3D model generators by OpenAI Point-E may be the next innovation to rock the field of AI. Point-E, a machine learning system that generates a 3D object from a text prompt, was made available to the public this week by OpenAI.
An article that was published along with the code base claims that Point-E can create 3D models on a single Nvidia V100 GPU in one to two minutes.
In the conventional sense, OpenAI Point-E does not produce 3D objects. Instead, it creates point clouds, which are discrete collections of data points in space that reflect 3D shapes; hence, the playful abbreviation. From a computational perspective, point clouds are simpler to create, but they are currently a major drawback of OpenAI Point-E because they cannot capture an object’s fine-grained shape or texture.
The OpenAI Point-E team trained an additional AI system to transform clouds into meshes in order to get around this restriction. However, in the report, they make a point that the model occasionally misses specific item details, resulting in blocky or deformed shapes.
OpenAI Point-E is able to generate 3D models within seconds
OpenAI Point-E is made up of two models: a text-to-image model and an image-to-3D model, in addition to the mesh-generating model, which is a standalone model. The text-to-image model was trained on tagged images to comprehend the relationships between words and visual concepts, much like generative art systems like OpenAI’s own DALL-E 2 and Stable Diffusion. The image-to-3D model, on the other hand, was taught to effectively translate between the two by being fed a set of photographs coupled with 3D objects.
Point-text-to-image E’s model creates a synthetic rendered item from a text prompt, such as “a 3D printed gear, a single gear, 3 inches in diameter and half-inch thick,” and feeds it to the image-to-3D model, which creates a point cloud.

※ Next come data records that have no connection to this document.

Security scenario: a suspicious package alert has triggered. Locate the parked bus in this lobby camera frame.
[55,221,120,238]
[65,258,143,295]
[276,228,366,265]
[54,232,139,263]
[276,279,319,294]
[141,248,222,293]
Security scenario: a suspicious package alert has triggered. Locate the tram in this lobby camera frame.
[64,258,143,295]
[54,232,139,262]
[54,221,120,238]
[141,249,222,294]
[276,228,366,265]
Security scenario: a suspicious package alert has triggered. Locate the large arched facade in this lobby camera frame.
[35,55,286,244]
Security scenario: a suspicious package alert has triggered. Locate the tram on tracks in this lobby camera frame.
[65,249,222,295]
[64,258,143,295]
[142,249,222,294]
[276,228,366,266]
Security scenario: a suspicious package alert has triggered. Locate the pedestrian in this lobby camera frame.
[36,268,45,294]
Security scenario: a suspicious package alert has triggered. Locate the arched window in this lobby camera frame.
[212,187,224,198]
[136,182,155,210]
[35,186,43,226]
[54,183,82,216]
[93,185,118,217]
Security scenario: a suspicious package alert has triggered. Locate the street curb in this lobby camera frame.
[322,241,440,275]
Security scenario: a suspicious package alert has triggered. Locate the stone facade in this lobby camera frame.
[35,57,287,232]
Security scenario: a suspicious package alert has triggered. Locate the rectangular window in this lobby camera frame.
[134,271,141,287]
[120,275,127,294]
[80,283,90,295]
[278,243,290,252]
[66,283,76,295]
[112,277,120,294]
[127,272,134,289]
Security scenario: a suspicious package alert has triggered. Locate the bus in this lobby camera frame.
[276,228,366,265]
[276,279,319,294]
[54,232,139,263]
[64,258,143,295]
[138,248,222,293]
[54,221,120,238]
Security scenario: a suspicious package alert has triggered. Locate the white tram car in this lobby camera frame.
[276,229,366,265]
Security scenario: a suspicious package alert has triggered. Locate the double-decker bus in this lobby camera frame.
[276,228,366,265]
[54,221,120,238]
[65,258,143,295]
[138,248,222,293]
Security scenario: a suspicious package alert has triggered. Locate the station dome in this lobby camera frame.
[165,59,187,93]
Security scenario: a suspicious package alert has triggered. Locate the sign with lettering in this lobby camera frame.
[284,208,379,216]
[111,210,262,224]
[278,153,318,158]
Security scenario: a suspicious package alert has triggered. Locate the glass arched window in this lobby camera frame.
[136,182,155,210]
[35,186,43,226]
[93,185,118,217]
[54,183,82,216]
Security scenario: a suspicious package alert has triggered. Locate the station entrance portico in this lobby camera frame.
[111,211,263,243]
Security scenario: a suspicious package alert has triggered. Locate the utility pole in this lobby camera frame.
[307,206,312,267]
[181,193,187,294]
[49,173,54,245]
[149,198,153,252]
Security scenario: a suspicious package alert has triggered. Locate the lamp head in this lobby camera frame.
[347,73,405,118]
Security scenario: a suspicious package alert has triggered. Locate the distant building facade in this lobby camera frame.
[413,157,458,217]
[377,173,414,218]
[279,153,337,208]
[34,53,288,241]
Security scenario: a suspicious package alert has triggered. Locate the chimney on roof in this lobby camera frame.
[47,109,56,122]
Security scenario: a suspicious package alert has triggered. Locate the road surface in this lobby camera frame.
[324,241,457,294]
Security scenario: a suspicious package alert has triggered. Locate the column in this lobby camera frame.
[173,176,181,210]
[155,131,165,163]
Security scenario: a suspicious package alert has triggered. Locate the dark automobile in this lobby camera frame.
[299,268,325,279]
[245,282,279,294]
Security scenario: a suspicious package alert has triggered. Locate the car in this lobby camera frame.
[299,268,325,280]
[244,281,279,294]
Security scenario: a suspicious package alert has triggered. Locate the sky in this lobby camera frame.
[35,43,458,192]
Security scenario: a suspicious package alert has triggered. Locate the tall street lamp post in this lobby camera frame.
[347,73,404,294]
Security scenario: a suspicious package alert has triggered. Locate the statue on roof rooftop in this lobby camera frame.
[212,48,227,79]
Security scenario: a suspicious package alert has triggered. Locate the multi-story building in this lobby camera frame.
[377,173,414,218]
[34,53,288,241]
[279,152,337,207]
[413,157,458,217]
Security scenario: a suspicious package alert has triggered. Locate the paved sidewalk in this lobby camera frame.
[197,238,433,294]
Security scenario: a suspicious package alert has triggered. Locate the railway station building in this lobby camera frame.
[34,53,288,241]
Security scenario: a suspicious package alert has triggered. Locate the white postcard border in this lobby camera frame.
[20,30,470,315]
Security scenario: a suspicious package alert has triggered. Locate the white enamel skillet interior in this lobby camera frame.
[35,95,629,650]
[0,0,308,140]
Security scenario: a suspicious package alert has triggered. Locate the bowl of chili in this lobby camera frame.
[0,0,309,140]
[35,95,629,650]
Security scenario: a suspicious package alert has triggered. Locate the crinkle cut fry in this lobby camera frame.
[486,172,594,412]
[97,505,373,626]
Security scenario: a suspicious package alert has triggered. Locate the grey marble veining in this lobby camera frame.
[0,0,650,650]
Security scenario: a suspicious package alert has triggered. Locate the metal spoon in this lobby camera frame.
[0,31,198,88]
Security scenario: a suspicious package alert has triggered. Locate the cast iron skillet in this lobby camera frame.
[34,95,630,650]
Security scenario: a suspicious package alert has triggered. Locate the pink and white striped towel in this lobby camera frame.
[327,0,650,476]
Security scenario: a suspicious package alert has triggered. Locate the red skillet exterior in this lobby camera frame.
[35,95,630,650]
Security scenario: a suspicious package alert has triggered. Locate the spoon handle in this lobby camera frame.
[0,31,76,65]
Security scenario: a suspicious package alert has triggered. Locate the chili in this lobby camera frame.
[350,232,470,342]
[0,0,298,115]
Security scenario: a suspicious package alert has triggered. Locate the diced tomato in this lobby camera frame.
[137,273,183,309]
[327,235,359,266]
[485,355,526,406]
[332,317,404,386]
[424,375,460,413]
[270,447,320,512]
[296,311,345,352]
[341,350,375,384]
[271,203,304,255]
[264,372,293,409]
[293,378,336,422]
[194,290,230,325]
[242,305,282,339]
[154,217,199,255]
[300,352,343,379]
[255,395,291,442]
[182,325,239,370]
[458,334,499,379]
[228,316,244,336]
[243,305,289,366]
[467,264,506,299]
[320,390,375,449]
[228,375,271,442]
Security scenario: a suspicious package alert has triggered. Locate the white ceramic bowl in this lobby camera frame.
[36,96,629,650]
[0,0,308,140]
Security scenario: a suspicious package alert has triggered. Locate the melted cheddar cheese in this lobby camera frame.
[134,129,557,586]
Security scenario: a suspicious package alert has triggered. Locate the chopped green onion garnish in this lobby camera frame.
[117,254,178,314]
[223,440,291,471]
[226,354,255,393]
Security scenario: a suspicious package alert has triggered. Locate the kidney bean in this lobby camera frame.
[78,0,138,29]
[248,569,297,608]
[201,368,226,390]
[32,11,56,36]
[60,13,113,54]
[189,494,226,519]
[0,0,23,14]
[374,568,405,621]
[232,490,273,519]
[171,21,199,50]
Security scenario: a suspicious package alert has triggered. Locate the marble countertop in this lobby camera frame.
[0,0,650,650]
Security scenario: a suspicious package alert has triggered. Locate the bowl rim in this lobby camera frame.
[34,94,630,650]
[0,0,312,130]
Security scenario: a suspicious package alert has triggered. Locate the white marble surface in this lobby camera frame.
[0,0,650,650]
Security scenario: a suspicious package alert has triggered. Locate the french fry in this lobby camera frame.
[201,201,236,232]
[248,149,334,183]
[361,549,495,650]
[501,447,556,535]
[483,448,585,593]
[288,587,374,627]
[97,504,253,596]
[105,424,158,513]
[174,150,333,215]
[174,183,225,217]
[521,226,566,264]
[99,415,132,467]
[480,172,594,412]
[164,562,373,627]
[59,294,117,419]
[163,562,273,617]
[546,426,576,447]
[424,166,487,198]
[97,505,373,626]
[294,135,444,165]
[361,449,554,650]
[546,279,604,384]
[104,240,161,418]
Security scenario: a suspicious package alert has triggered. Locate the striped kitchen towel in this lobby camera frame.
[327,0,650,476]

OpenAI Point-E could generate colored point clouds that commonly matched word prompts after training the models on a dataset of “several million” 3D objects and related metadata, according to the OpenAI researchers. It’s not flawless; occasionally, Point-image-to-3D E’s model cannot interpret the image from the text-to-image model, leading to a shape that does not correspond to the text prompt. Even so, the OpenAI team claims that it is orders of magnitude faster than the prior state-of-the-art.
“While our method performs worse on this evaluation than state-of-the-art techniques, it produces samples in a small fraction of the time,”
“This could make it more practical for certain applications, or could allow for the discovery of higher-quality 3D object.”
-OpenAI team
OpenAI Point-E could be a powerful tool for designing projects
What exactly are the applications of OpenAI Point E? However, the point clouds created by Point-E might be utilized to create actual objects, for instance, through 3D printing, according to the OpenAI researchers. Once it’s a little more refined, the system might also find use in game and animation production processes thanks to the addition of the mesh-converting model.
Although it may be the most recent business to enter the 3D object generation market, OpenAI is by no means the first, as was previously said. A more developed version of Dream Fields, a generative 3D technology that Google revealed back in 2021, was released earlier this year under the name DreamFusion.
DreamFusion, in contrast to Dream Fields, doesn’t need any prior training. Therefore, it can create 3D models of objects without 3D data. While 2D art generators are currently the focus of attention, model-synthesizing AI has the potential to be the next major industrial disruptor. 3D models are frequently utilized in the domains of science, interior design, architecture, film, and television. Engineers utilize models as designs for new equipment, vehicles, and structures, while architectural firms use them to demonstrate proposed buildings and landscapes.